If I have convinced you, if Scripture has convinced you, there's still a final question. What difference does it make that we were there, there in our old self that was crucified with him?
First, let me answer with exquisite words from St. Melito of Sardis, an Asian bishop of the second century.
"For the sake of suffering humanity [Christ] came down from heaven to earth, clothed himself in that humanity in the Virgin’s womb, and was born a man. Having then a body capable of suffering, he took the pain of fallen man upon himself; he triumphed over the diseases of soul and body that were its cause, and by his Spirit, which was incapable of dying, he dealt man’s destroyer, death, a fatal blow," the saintly bishop wrote.
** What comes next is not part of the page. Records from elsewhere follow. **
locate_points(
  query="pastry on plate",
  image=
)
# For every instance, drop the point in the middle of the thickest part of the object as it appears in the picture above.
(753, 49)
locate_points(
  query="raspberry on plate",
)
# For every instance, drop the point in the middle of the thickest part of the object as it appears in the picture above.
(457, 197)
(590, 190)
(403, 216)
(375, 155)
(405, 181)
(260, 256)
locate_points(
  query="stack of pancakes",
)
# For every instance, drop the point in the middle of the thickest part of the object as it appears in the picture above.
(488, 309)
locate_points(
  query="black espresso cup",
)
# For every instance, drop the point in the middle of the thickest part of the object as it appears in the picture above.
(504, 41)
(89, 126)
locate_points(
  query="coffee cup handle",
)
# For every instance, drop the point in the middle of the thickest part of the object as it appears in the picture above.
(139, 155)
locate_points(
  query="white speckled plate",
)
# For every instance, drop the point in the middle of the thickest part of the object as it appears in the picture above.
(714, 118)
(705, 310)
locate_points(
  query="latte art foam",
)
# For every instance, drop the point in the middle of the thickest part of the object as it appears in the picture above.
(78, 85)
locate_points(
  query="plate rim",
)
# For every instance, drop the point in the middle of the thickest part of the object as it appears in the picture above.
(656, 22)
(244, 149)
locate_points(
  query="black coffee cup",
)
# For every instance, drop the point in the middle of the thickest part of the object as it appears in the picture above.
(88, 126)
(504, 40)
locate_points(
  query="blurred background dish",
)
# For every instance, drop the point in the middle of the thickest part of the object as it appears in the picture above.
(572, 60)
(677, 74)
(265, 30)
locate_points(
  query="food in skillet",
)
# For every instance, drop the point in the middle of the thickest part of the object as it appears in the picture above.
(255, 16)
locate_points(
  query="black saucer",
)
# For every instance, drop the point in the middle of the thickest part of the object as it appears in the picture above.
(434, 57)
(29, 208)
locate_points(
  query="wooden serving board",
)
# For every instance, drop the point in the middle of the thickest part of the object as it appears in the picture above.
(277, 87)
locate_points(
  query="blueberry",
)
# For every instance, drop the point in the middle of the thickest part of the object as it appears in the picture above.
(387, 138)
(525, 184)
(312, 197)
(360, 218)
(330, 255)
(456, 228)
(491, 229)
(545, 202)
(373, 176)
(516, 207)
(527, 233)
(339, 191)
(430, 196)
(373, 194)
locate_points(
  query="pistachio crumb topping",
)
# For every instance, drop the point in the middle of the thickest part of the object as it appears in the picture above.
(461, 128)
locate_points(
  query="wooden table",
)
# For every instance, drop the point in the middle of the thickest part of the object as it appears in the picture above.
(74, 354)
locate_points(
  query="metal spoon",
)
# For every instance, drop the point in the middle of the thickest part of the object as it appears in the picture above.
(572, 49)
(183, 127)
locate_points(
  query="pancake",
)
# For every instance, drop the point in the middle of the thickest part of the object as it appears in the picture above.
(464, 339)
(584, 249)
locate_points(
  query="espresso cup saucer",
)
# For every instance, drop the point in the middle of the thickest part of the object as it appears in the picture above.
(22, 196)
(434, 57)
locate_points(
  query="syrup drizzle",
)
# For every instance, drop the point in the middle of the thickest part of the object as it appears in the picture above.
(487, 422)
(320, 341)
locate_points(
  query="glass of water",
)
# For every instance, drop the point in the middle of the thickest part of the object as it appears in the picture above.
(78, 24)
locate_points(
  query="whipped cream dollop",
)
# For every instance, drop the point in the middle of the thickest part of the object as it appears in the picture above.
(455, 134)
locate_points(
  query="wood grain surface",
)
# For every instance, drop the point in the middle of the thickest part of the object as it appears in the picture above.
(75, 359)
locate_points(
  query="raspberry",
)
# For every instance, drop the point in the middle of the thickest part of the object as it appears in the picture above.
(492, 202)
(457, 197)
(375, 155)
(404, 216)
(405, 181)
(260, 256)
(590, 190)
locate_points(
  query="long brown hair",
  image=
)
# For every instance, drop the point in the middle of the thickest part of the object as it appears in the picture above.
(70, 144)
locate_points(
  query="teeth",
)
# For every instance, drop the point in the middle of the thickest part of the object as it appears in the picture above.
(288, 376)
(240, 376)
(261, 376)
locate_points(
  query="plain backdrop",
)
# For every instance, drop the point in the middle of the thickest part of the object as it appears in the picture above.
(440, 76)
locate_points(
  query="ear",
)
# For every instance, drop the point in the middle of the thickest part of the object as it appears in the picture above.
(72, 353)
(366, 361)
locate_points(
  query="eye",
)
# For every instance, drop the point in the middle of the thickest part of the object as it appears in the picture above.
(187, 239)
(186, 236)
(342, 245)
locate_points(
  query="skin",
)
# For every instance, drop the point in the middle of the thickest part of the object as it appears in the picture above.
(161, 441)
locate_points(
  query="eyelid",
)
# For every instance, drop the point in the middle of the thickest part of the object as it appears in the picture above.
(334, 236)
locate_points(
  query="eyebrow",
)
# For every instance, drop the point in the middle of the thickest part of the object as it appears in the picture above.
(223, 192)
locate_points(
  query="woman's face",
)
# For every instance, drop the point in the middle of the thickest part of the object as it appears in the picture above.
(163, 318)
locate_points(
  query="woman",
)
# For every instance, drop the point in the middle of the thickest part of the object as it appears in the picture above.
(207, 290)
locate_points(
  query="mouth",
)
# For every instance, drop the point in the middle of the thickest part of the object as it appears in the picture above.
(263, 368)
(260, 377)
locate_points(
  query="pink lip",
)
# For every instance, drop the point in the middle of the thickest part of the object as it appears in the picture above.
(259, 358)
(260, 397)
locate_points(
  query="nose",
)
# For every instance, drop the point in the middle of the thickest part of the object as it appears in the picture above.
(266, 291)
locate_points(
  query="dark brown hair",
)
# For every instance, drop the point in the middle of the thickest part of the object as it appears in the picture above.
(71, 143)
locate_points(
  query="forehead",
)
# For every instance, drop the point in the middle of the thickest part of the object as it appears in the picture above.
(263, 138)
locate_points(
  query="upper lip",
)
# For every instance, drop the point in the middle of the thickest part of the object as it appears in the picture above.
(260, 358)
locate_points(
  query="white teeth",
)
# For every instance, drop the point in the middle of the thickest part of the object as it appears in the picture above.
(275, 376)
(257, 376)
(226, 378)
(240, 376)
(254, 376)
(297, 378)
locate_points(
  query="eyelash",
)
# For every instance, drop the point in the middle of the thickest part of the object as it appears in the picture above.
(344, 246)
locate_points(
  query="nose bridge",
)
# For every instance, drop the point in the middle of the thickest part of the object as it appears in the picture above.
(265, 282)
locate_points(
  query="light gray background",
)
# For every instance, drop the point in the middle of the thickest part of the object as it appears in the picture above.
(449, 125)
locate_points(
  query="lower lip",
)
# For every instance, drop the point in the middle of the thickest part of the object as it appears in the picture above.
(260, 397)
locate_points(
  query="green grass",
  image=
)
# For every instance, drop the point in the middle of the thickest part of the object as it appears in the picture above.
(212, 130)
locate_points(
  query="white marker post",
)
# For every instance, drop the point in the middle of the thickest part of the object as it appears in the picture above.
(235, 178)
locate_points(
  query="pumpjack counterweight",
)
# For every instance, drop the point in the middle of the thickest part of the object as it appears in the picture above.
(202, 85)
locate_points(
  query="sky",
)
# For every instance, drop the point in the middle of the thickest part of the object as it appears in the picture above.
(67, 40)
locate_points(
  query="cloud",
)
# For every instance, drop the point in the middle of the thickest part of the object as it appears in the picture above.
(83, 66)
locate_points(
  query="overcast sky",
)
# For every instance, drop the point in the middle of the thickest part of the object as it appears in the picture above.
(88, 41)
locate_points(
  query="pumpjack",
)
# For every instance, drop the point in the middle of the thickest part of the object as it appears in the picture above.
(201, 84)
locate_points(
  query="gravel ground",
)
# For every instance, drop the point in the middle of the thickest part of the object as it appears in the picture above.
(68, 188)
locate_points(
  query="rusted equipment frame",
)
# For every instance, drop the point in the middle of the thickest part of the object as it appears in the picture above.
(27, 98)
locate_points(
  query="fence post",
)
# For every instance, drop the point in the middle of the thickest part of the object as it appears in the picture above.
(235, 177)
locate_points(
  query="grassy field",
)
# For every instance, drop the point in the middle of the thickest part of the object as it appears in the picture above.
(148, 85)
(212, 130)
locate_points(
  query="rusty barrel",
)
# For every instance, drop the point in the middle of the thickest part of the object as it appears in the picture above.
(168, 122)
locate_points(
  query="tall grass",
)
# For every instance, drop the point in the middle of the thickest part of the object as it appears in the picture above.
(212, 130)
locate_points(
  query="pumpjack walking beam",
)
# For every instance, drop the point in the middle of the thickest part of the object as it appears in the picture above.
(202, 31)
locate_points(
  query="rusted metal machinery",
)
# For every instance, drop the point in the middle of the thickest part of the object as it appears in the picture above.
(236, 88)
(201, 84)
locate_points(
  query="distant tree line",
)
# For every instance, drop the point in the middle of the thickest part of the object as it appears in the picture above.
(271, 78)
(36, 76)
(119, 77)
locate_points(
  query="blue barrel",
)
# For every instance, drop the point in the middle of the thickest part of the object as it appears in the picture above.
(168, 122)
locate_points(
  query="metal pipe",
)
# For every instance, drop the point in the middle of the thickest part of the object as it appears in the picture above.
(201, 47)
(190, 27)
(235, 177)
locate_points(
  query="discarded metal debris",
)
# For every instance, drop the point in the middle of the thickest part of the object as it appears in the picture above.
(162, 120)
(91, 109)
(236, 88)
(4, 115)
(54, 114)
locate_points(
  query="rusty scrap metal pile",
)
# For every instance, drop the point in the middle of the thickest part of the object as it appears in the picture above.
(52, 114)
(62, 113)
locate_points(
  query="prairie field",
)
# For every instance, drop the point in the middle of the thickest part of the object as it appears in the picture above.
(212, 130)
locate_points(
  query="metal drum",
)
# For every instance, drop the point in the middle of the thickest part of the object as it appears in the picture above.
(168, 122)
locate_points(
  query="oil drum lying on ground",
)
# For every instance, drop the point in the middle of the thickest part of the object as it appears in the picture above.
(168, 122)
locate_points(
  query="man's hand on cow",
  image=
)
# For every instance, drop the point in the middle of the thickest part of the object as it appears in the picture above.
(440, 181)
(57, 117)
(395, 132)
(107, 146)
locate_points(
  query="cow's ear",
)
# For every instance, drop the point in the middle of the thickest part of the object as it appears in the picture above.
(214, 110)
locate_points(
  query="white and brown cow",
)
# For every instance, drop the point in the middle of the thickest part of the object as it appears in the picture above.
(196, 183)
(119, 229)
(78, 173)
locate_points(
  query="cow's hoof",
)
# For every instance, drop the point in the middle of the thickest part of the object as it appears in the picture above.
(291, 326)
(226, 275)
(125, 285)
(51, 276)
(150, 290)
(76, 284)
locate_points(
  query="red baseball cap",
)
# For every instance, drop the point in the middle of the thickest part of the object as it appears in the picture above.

What joy, then, for us to be sharers in the cross of Christ--because it means we share also in his victory over sin and death, over fear and hopelessness.
At the Easter Vigil St. Paul has the last word on this. But I will give you a preview. He writes that our old self was crucified with Christ for a reason: "so that our sinful body might be done away with" [NAB]. He died that we might be free, that "we might no longer be enslaved to sin. For whoever has died is freed from sin" [NRSV].
We were there when they crucified our Lord. We were there when they laid him in the tomb. And we are there in his glorious resurrection, believing that if we have died with Christ we will also live with him, dead to sin and alive to God.